Broadly, my position is that some government policies for crisis management are good and some are bad. This particular example might fall into the latter category, but you are going way too far when you suggest that large-scale organization is always less effective than an ad lib approach of letting each medical practitioner do their own thing.
For free-market competition to work, the less competitive producers have to suffer reduced market share. In the context of a pandemic outbreak, I really don’t see that happening fast enough.
By the way Steve, what do you think of the government using coercion to protect licensed medical doctors from free-market competition at the hands of unlicensed quacks?
May 5th, 2008 at 9:53 pm
Triage is a time-tested thing in the military which is used because it works. It helps the largest number of people with the minimum waste of valuable resources (and in a medical emergency time is often the most important resource). I’m willing to bet that any hospital in a medium or large city has a plan for care in a mass casualty emergency. And that plan likely includes leaving people to die so that others can be cared for. That a panel has put forth a plan that brings these ugly, but necessary, steps to light doesn’t mean it’s not a good idea to be thinking ahead for it.
May 6th, 2008 at 9:21 am
So, are you being disingenuous and pretending to be this stupid in order to bootstrap a wholly-unearned slap against climate-change skeptics, or are you just that ignorant?

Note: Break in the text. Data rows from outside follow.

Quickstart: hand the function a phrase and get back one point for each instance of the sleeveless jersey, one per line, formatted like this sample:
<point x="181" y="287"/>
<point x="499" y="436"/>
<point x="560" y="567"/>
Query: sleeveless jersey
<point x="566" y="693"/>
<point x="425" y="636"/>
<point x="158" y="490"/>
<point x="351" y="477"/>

Pandemic planning is incommensurate with the GW alarmists’ Laputan plans for aerial castellation. Pandemics have happened in the past, minor epidemic outbreaks occur on a reasonably frequent basis to allow extrapolation from experience, and epidemic dynamics are simple enough to allow modelling of a certain degree of accuracy. None of those are true of the alleged climate change crisis.
May 6th, 2008 at 3:29 pm
The main issue here isn’t equality and it isn’t god-like power to a select few, it’s just a numbers game – maximize the number of lives saved. Several people have already stated this. Hard decisions need to be made when there isn’t enough supply for the demand. I think the recommendations outlined here would be in line with what most medical professionals would suggest. Having a committee to back them up on these necessary and difficult decisions will allow the physicians to do their job quickly and effectually without unnecessary guilt or debilitating emotion. Having these guidelines standardized among hospitals would also allow the hospitals to work as a cohesive unit without deteriorating into chaos in the face of disaster. When you let emotion and the personal prejudice and ethics of individual doctors rule who lives and who dies - then you have disorder and mistakes are made. In addition, I think the idea that this would become policy is just ludicrous. They already stated in the article that these are merely guidelines and hospitals are welcome to redesign the rubric to better suit their individual needs. These men were faced with the very difficult job of objectively evaluating what would by an interpretation be a highly emotional and devastating disaster. They made the hard choices so that others don’t have to. I can do nothing but commend them. They are not forcing their recommendations on anyone and have taken the weight of guilt and emotional entanglement off the shoulders of those that will need to keep their heads if and when a disaster should ever occur.